Social Policy of Our Time? An Inquiry into Evidence, Assumptions, and Diffusion of Conditional Cash Transfers in Latin America

Abstract: This dissertation presents an inquiry into existing evidence, underlying assumptions, and the rapid diffusion of conditional cash transfers (CCTs) in Latin America. Equally concerned with empirical research on CCTs’ assumed capabilities and the programmes’ political economy and social policy contexts, this inquiry combines systematic analyses and case studies from field work in Uruguay and Guatemala. In essence, it inquires into what the programmes are in terms of social policy, how effective they have been in reducing poverty and enhancing human capital investments, which evidence exist to support long-term impacts and how plausible are their underlying assumptions, and why the programmes have risen to prominence in Latin American social policy development.
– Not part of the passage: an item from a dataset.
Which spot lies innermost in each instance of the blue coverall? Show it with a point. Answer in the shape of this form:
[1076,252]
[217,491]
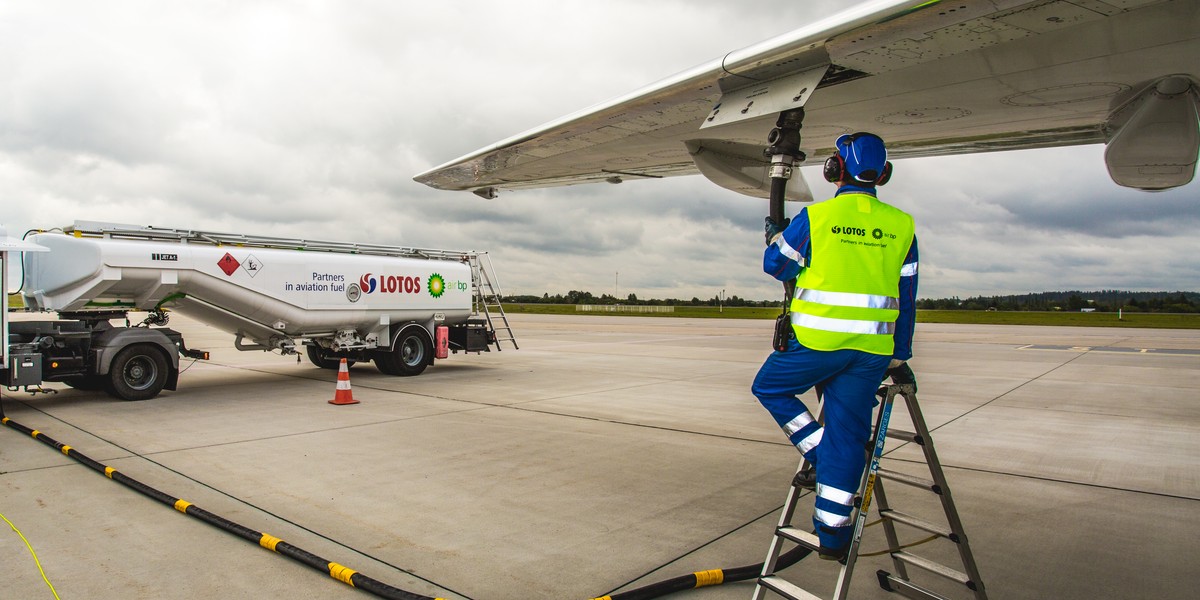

The empirical case studies specifically analyse CCTs’ capabilities to enable a break in intergenerational transmission of poverty, to simultaneously pursue income maintenance and human capital investments through a hybrid design, and to minimise policy politicisation. The inquiries into existing evidence reveal that CCTs’ proven impact pertains exclusively to short-term effects whereas their alleged long-term capabilities lack empirical foundations. Such capabilities are further challenged since they turn out to rest on some rather dubious theoretical assumptions. Furthermore, this dissertation finds that CCTs’ diffusion throughout Latin America could be explained by a historical convergence between various domestic and foreign factors, enabled by particularly salient programme characteristics.